Le rapport reconnaît que l’UE dispose d’une « forte communauté de recherche publique sur l’IA ». En fait, en 2022, elle a enregistré le plus grand nombre de publications scientifiques évaluées par des pairs sur l’IA au monde. Cependant, l’investissement privé est bien inférieur à celui des deux régions en tête dans ce domaine : celui des États-Unis est multiplié par sept, celui de l’UE en 2023 et celui de la Chine par 2,3. « L'UE dispose d'une grande capacité de recherche, mais celle-ci ne se traduit pas suffisamment en résultats de recherche pour l'économie et l'industrie européennes », indique le document.
Les États-Unis mènent la course à l’IA depuis 2018 et la Silicon Valley se positionne comme un centre mondial d’innovation dans ce domaine. Les géants américains de la technologie comme Google, Nvidia, Microsoft et IBM sont à l’avant-garde de la R&D dans ce domaine, investissant dans des startups et cofinançant des programmes de recherche publics. En conséquence, les demandes de brevets en matière d’IA sont concentrées en Amérique du Nord et en Asie de l’Est et Pacifique (79 % en 2021), même si ces sociétés opèrent également plus tard en Europe.
L'audit de la Cour des comptes de l'UE examine les résultats des stratégies de la Commission européenne. Premièrement, du plan 2018 , qui prévoyait 2,5 milliards d'euros pour la recherche sur l'IA à travers le programme Horizon 2020. Deuxièmement, du plan 2021 , doté de 7 milliards d'euros jusqu'en 2027 à travers le programme Digital Europe (pour financer les infrastructures d'IA et les espaces de données). et le programme Horizon Europe (dédié à la recherche).
Enfin, il analyse le programme de la Décennie numérique 2022 dans lequel l'UE s'est fixé des objectifs ambitieux : que d'ici 2030, 75 % des entreprises utilisent l'IA et l'UE compte 500 licornes dans ce domaine (entreprises valorisées à plus de 1 000 millions de dollars). La réalité est très loin de ces objectifs : seulement 8 % des entreprises de l’UE utilisaient l’IA en 2021 et les États membres ne comptaient que 222 licornes en 2022, contre 1 243 enregistrées aux États-Unis, 530 en Asie et 119 au Royaume-Uni.
Dans le contexte européen, l'Espagne n'a pas été un précurseur des stratégies nationales , qui sont celles qui doivent articuler le plus grand effort en faveur de l'IA au-delà du cadre général établi par l'exécutif communautaire. Le plus gros investissement public national est celui des plans français et allemand. La France a adopté une stratégie en matière d'IA en 2018 avec un investissement de 1,5 milliard d'euros pour la période 2018-2022 et l'a mise à jour en 2021 avec 1,5 milliard d'euros supplémentaires pour la période 2022-2025. L'Allemagne a initialement alloué 3 milliards d'euros pour la période 2019-2025 et a augmenté ce montant de 2 milliards d'euros en 2020.

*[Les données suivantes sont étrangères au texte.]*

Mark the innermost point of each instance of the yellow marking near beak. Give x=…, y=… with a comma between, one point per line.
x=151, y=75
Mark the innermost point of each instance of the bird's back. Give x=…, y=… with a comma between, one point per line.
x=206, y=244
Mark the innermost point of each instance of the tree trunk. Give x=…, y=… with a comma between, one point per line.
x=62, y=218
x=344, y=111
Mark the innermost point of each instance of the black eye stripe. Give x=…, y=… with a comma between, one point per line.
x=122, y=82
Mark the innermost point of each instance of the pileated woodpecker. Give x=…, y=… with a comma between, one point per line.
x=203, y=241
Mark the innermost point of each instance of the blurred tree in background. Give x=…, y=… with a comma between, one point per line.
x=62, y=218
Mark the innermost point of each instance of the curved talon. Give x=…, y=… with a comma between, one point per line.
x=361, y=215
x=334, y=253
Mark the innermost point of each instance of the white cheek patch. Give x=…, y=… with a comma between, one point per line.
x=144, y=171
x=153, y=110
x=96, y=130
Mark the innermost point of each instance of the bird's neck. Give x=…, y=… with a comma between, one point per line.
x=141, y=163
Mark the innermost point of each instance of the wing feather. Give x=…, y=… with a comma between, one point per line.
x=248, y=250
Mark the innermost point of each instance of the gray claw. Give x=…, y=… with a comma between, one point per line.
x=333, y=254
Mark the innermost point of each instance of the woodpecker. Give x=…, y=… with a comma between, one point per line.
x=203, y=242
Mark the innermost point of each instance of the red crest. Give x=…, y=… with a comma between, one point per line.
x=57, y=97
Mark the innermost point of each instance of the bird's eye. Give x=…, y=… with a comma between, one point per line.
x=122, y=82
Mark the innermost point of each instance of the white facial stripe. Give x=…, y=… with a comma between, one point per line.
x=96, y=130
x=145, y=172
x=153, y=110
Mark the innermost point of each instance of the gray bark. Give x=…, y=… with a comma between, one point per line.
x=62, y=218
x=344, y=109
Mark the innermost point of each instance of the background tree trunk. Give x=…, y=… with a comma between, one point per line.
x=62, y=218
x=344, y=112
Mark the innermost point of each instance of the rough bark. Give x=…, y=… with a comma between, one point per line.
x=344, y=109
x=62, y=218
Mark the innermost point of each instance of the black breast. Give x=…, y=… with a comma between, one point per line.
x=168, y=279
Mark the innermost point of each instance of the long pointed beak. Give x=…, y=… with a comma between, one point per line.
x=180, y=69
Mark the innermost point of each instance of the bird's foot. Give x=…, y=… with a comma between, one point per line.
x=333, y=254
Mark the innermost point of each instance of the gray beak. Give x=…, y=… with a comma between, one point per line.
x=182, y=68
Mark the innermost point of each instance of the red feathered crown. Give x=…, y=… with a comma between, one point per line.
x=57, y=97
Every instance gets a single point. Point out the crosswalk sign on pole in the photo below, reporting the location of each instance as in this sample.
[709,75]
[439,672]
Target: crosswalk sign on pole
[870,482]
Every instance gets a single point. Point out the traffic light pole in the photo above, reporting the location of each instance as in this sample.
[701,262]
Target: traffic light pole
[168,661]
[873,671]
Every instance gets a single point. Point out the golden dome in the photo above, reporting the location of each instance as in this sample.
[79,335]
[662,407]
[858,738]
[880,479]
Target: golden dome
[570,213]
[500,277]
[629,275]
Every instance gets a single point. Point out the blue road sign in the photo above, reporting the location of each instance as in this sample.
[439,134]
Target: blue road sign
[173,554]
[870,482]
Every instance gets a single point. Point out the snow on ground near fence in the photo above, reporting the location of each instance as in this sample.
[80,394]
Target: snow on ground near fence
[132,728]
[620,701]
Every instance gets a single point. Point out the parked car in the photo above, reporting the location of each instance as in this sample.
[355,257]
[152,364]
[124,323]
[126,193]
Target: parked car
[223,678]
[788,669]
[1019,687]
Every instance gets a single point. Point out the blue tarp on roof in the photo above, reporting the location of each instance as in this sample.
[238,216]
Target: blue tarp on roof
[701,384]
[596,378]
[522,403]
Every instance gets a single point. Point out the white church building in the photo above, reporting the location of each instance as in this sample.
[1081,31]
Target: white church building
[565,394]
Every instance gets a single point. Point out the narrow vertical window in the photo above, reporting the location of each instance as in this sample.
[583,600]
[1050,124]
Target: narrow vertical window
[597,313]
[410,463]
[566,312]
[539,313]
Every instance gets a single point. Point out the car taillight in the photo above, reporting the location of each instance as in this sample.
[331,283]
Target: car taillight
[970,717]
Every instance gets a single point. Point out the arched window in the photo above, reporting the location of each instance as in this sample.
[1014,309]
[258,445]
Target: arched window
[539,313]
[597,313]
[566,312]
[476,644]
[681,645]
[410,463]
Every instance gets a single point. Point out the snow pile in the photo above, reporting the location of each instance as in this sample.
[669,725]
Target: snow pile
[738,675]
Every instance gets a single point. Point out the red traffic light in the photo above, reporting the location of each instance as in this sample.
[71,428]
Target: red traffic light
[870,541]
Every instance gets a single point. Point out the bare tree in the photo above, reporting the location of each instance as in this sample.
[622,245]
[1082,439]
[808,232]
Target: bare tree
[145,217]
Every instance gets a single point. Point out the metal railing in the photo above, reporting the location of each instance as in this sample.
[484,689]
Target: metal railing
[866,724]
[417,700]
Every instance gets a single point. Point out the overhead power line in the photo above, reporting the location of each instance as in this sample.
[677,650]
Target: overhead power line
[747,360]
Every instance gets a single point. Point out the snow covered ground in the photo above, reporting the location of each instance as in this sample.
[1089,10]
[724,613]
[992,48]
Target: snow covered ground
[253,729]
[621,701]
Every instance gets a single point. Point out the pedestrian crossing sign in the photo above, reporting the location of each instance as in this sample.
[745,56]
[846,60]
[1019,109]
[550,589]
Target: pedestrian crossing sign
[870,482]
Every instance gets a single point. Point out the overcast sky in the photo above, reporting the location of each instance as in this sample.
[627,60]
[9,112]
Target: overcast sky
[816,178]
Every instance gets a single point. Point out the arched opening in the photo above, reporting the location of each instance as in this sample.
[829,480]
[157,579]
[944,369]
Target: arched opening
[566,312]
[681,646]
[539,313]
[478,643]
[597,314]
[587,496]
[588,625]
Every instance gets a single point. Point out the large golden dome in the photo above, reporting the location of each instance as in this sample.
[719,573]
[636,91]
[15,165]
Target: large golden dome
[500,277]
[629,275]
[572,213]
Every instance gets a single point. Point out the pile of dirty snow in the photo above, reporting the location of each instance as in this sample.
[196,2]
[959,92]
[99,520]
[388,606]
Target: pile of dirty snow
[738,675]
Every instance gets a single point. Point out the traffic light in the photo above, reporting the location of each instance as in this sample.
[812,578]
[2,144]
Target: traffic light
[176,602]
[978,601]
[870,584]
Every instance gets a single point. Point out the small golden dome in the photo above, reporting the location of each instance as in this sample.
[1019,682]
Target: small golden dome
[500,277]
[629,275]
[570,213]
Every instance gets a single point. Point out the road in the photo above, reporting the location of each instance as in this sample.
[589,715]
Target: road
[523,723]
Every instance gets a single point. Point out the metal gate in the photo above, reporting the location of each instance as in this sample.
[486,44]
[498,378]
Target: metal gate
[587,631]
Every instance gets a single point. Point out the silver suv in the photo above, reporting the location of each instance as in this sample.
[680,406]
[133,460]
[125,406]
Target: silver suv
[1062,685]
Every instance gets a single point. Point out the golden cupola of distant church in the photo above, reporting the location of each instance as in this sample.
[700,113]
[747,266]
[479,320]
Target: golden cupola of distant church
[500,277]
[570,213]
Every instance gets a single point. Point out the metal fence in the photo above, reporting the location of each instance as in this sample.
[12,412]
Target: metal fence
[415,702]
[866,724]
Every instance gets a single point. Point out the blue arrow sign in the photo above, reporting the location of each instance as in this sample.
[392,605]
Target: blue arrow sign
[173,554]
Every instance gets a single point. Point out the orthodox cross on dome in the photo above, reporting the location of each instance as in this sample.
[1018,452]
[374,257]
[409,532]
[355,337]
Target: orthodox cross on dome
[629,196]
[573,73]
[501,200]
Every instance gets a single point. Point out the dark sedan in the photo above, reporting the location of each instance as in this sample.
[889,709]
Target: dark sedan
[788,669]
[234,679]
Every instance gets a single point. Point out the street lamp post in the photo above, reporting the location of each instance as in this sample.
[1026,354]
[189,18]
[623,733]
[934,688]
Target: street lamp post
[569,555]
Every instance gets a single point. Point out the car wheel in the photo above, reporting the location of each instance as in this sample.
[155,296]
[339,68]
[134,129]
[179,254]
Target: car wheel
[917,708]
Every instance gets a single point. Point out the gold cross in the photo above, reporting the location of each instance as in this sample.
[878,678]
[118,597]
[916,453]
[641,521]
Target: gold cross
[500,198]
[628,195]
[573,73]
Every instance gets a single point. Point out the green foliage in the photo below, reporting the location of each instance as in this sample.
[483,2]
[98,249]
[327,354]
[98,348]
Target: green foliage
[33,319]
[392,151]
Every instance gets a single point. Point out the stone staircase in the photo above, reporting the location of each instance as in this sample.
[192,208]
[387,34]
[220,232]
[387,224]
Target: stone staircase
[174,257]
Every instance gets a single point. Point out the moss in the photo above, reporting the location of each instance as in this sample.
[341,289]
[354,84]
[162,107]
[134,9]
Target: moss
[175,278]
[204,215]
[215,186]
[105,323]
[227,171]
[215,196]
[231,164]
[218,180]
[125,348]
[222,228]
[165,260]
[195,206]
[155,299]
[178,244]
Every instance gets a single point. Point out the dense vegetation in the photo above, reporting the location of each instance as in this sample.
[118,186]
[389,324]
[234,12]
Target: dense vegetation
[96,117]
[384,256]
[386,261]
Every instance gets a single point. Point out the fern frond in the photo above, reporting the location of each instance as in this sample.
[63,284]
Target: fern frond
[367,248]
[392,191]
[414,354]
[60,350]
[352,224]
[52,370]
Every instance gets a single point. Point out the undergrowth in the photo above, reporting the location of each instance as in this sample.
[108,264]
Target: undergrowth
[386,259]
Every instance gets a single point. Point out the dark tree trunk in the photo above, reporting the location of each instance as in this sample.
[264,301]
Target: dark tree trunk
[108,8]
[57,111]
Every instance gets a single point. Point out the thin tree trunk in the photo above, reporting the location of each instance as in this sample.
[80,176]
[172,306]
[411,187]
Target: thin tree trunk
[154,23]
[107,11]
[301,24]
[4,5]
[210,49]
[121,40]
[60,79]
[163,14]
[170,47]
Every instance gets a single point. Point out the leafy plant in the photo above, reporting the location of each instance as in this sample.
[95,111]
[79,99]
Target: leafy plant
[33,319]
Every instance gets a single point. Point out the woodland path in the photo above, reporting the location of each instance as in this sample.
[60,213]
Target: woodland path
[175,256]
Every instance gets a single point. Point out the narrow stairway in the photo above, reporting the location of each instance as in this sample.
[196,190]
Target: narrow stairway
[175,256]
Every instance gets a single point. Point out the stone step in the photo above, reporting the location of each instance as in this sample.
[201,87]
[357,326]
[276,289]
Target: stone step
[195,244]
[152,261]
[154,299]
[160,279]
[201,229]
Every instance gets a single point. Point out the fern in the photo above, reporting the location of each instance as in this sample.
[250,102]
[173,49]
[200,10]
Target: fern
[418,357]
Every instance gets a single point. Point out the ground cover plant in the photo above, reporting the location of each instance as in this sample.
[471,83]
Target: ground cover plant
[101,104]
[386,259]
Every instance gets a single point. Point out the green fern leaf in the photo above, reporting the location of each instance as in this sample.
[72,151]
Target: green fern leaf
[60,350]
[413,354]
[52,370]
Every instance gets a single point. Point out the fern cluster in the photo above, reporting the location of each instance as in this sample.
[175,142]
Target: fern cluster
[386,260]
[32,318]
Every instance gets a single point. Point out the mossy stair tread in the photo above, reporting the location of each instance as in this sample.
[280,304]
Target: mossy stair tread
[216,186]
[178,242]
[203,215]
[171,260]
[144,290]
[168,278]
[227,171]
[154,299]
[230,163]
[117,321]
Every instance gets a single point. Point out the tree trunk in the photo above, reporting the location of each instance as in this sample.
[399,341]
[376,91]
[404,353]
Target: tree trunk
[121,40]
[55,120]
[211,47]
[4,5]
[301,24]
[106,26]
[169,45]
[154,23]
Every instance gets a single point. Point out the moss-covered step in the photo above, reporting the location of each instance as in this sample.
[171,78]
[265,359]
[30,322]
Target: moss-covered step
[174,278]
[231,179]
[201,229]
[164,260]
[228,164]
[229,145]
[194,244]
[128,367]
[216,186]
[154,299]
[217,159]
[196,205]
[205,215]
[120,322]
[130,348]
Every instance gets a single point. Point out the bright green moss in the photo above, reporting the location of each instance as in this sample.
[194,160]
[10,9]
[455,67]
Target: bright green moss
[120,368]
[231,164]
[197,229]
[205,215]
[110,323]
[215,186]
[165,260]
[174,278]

La recherche ne se traduit pas par des projets commercialisés
Le rapport certifie que les projets d’IA ont conduit à un « modeste soutien en capital de l’UE aux innovateurs », de sorte qu’ils ont eu « peu d’effet » sur le développement de l’écosystème de l’IA dans l’Union. Dans l’ensemble, la Commission a réussi à augmenter les dépenses budgétaires de l’UE consacrées aux projets de recherche, mais cela n’a pas stimulé de manière significative le cofinancement privé. Les auditeurs recommandent donc à Bruxelles d’intensifier ses efforts « pour garantir que les résultats des projets de recherche sur l’IA financés par l’UE soient commercialisés ou pleinement exploités ».
Plus précisément, les investissements dans l’IA financés par l’UE « étaient conformes aux objectifs » entre 2018 et 2020, avec 1,4 milliard d’euros, et les projets ont contribué au développement d’écosystèmes d’IA avec la participation de partenaires internationaux et du secteur privé. Cependant, au cours de la période 2021-2022, il y a eu des problèmes administratifs et des retards dans l'adoption d'Horizon Europe, de sorte que les montants investis ont été inférieurs de 600 millions à ceux programmés.
Les auditeurs critiquent également la coordination de la Commission avec les États membres, qui n'a eu que des « effets limités », en raison du manque de l'exécutif des outils de gouvernance et des informations nécessaires. En outre, ils estiment que la « crédibilité » des projets de l’UE « a été mise à mal » parce que la Commission « n’a pas mis en place un système adéquat pour surveiller les performances des investissements dans l’IA ». La manière dont les États membres doivent contribuer aux objectifs généraux d'investissement de l'UE n'a pas non plus été définie, ce qui signifie qu '« il n'y a pas eu de vision générale » au niveau communautaire pour le développement de l'IA.